Zoom Keyhole

Documentation Status

A small FastAPI service that shows who is in a Zoom room on one or more Miro boards. Room configuration (users, rooms, boards, role symbols) is read from a Google Sheet; Miro text widgets are updated to display live participants.

Quick start

  1. Prepare your Miro boards:

  • Add a text widget per Zoom room, with the room name and the literal text “Meeting ID:”. The service will insert the meeting ID as a clickable link and keep the participant list up to date.

  1. Prepare your Google Sheet:

  • Create a sheet with tabs named: Users, Rooms, Boards, Role symbols. Populate them according to your conventions. The service periodically reloads these tabs.

  1. Run locally:

  • Create a .env file (or export the variables in your shell) with the required environment variables listed below. The Makefile will auto-load .env.

  • Start the service:

make run
# or:
uvicorn src.zoom_keyhole.main:APP --host 0.0.0.0 --port 8000 --loop asyncio --reload

The service exposes its routes under the optional ROOT_PATH (default is set by the Helm chart).

Environment variables

Required:

  • ZOOM_KEYHOLE_MIRO_API_TOKEN: Miro API token. For multiple tokens, use a semicolon-separated list locally; when set via Helm/values, use colon-separated.

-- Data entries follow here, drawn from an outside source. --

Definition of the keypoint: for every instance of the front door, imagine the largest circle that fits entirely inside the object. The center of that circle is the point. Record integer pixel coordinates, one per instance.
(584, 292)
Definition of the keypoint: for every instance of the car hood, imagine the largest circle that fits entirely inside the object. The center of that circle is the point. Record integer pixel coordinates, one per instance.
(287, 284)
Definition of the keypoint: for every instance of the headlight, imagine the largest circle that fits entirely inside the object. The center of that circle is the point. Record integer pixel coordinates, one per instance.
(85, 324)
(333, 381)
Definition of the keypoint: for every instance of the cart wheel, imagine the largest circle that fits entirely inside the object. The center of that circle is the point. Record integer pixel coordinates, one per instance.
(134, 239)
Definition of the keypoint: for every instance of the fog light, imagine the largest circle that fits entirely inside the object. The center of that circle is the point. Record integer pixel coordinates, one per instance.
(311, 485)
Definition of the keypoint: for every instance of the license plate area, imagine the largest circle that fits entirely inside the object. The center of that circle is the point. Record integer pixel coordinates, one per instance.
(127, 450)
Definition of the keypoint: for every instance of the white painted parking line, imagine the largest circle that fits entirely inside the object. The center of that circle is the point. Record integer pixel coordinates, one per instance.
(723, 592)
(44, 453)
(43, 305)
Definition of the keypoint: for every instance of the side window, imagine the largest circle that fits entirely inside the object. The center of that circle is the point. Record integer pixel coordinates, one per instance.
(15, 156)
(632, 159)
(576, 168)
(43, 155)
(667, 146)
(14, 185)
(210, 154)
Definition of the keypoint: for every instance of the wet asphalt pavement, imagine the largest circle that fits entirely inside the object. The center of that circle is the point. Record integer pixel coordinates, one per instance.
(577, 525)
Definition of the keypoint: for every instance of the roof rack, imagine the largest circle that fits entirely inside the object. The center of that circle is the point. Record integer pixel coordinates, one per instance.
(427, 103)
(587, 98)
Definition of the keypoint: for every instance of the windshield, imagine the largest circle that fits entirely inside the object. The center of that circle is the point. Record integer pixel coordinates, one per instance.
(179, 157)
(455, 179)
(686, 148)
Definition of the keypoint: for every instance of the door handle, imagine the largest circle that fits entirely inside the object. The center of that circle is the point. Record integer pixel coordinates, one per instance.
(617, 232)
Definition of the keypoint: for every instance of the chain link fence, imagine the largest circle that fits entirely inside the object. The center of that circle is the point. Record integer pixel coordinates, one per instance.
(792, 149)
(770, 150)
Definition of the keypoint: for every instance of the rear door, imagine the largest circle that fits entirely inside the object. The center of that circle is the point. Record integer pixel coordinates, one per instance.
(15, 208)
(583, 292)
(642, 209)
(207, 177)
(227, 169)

  • ZOOM_KEYHOLE_ZOOM_CLIENT_ID: Zoom OAuth client ID.

  • ZOOM_KEYHOLE_ZOOM_CLIENT_SECRET: Zoom OAuth client secret.

  • ZOOM_KEYHOLE_ZOOM_ACCOUNT_ID: Zoom account ID for server-to-server OAuth.

  • ZOOM_KEYHOLE_WEBHOOK_SECRET_TOKEN: Secret used to validate Zoom webhook URL challenges and payloads.

  • ZOOM_KEYHOLE_GSHEET_ID: Google Sheet ID containing configuration.

  • One of:

    • GOOGLE_SERVICE_ACCOUNT_KEY_B64: Base64-encoded Google service account JSON (recommended), or

    • ZOOM_KEYHOLE_GSHEET_KEY: Google Sheets API key (fallback).

Optional (sensible defaults exist):

  • ROOT_PATH: URL prefix when running behind a reverse proxy (Helm defaults to /ska/zoom-keyhole).

  • ENABLE_DEBUG_METHODS: Enable debug/admin routes (default: true). Disable in production.

  • ZOOM_KEYHOLE_FILE_LOGGER: Enable file logging when set to a non-zero value.

  • Scan/refresh periods (seconds): ZOOM_ROOM_SCAN_PERIOD, MIRO_BOARD_SCAN_PERIOD, MIRO_BOARD_UPDATE_PERIOD, GSHEET_USERS_SCAN_PERIOD, GSHEET_BOARDS_SCAN_PERIOD, GSHEET_ROOMS_SCAN_PERIOD, GSHEET_ROLES_SCAN_PERIOD.

Kubernetes (Helm)

The included chart deploys the service and sets the default ingress path to /ska/zoom-keyhole. Install by providing sensitive values at install time:

helm install zoom ./charts/ska-zoom-keyhole --values values.yaml

Minimal values.yaml example (redacted):

---
env:
  ZOOM_KEYHOLE_MIRO_API_TOKEN: "<token or token:token2>"
  ZOOM_KEYHOLE_ZOOM_CLIENT_ID: "<client id>"
  ZOOM_KEYHOLE_ZOOM_CLIENT_SECRET: "<client secret>"
  ZOOM_KEYHOLE_ZOOM_ACCOUNT_ID: "<account id>"
  ZOOM_KEYHOLE_WEBHOOK_SECRET_TOKEN: "<webhook secret>"
  ZOOM_KEYHOLE_GSHEET_ID: "<sheet id>"
  # Choose one auth method for Google Sheets:
  GOOGLE_SERVICE_ACCOUNT_KEY_B64: "<base64 service account json>"
  # or, as a fallback:
  ZOOM_KEYHOLE_GSHEET_KEY: "<api key>"
  # Optional
  ROOT_PATH: "/ska/zoom-keyhole"

In environments using an ingress controller (e.g. NGINX), the default path is /ska/zoom-keyhole. Adjust ROOT_PATH and ingress settings as needed in the chart values.

Documentation

Full documentation (architecture, configuration, operations) is available on Read the Docs:

https://zoom-keyhole.readthedocs.io/en/latest/

For chart defaults, see charts/ska-zoom-keyhole/values.yaml in this repository.